Does every child have a right to family life?

It may well have been a proportionate response to stop physical visits on the 23rd March in the light of the public health crisis, but the total removal of the right to family life through contact with their parent, of every child with a parent in prison, extending now for 100+ days, seems to be neither reasonable nor proportionate. 

Human Rights Committee hearing on the right to family life of children whose mothers are in prison 8th June 2020

I’m 10 years old. Mum has been away for 18 months . We didn’t go to see her because she was coming home every 2 weeks for 5 days until the virus. We haven’t seen her or dad for 3 1/2 months. Not even her face. Mum phones every day I can’t explain how it makes me feel. it makes me feel sad and confused.

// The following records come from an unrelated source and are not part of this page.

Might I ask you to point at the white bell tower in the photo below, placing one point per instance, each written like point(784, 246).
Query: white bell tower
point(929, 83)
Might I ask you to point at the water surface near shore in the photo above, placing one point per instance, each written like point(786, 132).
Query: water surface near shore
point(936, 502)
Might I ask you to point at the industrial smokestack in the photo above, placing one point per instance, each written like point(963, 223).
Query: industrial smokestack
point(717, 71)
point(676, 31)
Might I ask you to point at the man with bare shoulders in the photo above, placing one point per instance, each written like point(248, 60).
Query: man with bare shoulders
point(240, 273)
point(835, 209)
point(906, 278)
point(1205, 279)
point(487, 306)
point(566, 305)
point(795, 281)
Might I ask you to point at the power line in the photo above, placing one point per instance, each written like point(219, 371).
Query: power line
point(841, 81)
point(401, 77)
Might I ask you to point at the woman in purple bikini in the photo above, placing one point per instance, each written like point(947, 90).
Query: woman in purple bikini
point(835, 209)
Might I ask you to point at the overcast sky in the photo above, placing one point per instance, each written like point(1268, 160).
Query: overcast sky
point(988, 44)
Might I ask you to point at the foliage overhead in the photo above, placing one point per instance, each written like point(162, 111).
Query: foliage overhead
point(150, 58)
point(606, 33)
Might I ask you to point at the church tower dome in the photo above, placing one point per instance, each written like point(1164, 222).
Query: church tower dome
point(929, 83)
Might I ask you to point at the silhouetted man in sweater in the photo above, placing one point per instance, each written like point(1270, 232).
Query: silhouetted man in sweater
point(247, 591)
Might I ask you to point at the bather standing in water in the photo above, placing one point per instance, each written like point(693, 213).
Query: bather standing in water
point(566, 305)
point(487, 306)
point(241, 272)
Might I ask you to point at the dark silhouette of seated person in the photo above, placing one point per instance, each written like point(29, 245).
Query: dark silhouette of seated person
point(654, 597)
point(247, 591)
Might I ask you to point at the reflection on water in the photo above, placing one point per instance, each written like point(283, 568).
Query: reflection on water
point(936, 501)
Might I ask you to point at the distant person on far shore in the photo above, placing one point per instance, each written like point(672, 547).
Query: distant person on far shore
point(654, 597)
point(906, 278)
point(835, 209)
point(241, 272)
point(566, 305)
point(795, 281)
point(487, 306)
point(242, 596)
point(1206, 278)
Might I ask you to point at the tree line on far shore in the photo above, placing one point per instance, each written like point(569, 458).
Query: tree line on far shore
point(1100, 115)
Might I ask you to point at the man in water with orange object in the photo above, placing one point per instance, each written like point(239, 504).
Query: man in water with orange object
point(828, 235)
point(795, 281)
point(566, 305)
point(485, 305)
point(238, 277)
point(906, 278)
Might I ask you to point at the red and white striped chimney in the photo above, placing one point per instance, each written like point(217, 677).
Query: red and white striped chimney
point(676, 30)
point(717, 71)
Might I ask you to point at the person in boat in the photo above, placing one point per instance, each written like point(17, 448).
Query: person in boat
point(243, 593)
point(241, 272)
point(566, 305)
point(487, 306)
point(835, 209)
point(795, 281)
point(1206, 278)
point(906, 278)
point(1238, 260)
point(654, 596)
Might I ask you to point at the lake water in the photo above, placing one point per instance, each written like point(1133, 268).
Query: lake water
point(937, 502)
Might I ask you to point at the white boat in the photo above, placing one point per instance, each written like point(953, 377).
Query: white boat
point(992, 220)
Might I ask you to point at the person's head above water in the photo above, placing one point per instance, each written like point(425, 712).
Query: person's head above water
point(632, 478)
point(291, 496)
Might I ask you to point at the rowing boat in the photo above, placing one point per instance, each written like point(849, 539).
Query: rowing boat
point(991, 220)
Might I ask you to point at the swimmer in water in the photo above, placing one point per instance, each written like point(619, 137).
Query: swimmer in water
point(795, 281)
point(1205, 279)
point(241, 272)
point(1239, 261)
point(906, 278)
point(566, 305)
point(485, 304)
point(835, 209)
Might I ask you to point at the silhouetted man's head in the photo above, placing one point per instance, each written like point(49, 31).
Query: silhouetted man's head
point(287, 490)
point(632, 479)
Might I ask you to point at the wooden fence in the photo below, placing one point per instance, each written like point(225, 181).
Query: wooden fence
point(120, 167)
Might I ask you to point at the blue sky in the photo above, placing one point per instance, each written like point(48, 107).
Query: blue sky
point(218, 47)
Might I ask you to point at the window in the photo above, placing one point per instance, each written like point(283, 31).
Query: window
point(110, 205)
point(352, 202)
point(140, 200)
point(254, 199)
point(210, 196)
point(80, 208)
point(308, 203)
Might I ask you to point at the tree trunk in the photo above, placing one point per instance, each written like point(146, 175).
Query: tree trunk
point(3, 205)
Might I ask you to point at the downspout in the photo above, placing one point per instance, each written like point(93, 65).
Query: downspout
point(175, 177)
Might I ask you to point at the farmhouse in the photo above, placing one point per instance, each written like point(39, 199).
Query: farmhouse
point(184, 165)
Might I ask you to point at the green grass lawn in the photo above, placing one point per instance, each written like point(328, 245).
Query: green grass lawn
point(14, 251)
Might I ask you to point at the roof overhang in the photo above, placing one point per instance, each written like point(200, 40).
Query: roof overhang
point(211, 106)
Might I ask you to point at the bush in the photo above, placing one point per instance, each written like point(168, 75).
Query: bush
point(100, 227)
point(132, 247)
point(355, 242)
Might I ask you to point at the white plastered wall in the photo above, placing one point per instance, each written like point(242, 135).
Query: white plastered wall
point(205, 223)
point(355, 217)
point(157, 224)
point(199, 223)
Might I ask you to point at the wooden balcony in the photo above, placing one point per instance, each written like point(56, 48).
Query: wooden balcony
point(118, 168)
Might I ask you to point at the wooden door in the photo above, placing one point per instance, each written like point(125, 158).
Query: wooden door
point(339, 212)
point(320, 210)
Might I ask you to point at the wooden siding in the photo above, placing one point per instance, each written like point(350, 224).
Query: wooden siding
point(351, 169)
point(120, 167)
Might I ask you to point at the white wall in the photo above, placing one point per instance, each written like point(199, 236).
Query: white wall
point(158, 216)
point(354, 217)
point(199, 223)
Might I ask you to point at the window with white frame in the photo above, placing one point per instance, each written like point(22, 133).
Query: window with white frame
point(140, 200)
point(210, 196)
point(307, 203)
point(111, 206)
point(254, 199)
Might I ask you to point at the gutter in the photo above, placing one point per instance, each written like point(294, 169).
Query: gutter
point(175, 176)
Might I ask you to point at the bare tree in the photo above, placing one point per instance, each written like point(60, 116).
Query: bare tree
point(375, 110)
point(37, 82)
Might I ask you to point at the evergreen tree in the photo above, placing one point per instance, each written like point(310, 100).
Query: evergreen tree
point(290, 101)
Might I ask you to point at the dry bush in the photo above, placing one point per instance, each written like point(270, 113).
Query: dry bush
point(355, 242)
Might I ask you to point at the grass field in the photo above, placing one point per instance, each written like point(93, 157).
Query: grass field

I miss my mum.  I want to hug her and  I miss her so much

Not my Crime, Not my Sentence

 ”when can I see my dad?’,  ‘will my dad get covid?’,  ‘will my dad be ok mum?’.  I can’t answer. Not one of them.  As a mum I feel helpless listening to my children cry, holding them at night when they want to be held by their dad.  They kiss his picture every night not knowing when they will get their next real kiss or cuddle. My disabled boy is continuing to lose weight fast, not wanting to eat, can’t express how he feels. All he says is ‘Dad, my Dad’. It’s heartbreaking. If my boy losses his fight he will have been without contact for 10 weeks without him touching or seeing daddy’s face.’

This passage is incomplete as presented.